Within the hour, Hamilax and I were gone, I knew not where. We slipped out of Carthage through an obscure wicket gate, then walked east through terraces of olives and vines. A man met us. We mounted mules, went on.
Peaceful were the months that followed. Hamilax took me to a distant beach, three days’ ride from Hadrumetum, to a shore of turtles and high palms. Above the beach were cliffs of sandstone, caves. In one of these we made our home and the learning began.
Hamilax began to teach me, as he had been told, such things as I had need to know. I learnt of our gods, of Melkarth first, honoured by the Phoenicians, our ancestors, and how he waged a great war against Masiasbal to avenge the serpent queen. For forty ages they fought, then forty more, locked in bitter combat. From the depths of Tartessus they fought, to the high mountains of Ersiphonia until they came to the utmost bounds of the world. There the she-monster Masiasbal turned at bay, against the flaming walls of the world and, under a blood-red moon in the sight of women dragon-tailed, Melkarth slew her.
All this I learned and more. It was for Silenus to teach me Greek, but Hamilax was versed in the old Canaanite tongue of my people and this too he began to teach me, that which is written in the books of Sakkun-yathon.
Aesneth karith nago
Walkhah um ubefo
Karith an shem …
Being but a man I walk alone
Seeking in the darkness
Under the eye of god …
By day, I began to learn the ways of animals and how to trap them, the art both of the javelin and the sword. I went barefoot, like a shepherd. Of all my childhood, these were golden days.

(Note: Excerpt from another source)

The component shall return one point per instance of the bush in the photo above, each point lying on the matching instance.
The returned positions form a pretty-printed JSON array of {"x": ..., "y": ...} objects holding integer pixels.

Hamilax was a man of grudging words. One evening we were sitting on the beach, watching a huge and flaming sun set in the sky. I asked him what was the sun, and why it was leaving. “Ask your own heart, Hannibal,” he said. “Many things become clear to those who learn to ask their own hearts in silence.”
We returned to Carthage in silence, as we had gone. At home, nothing had changed. The servants went their way. The bakers baked, the weavers wove. I did not see my mother at first, for she had given birth. I had, I learned, another brother, Hasdrubal, but he was with a nursemaid. My mother was confined to bed. My brother Mago seemed afraid of me. We played no more. Something had come between us. We kept to separate ways. My father was away. I felt alone.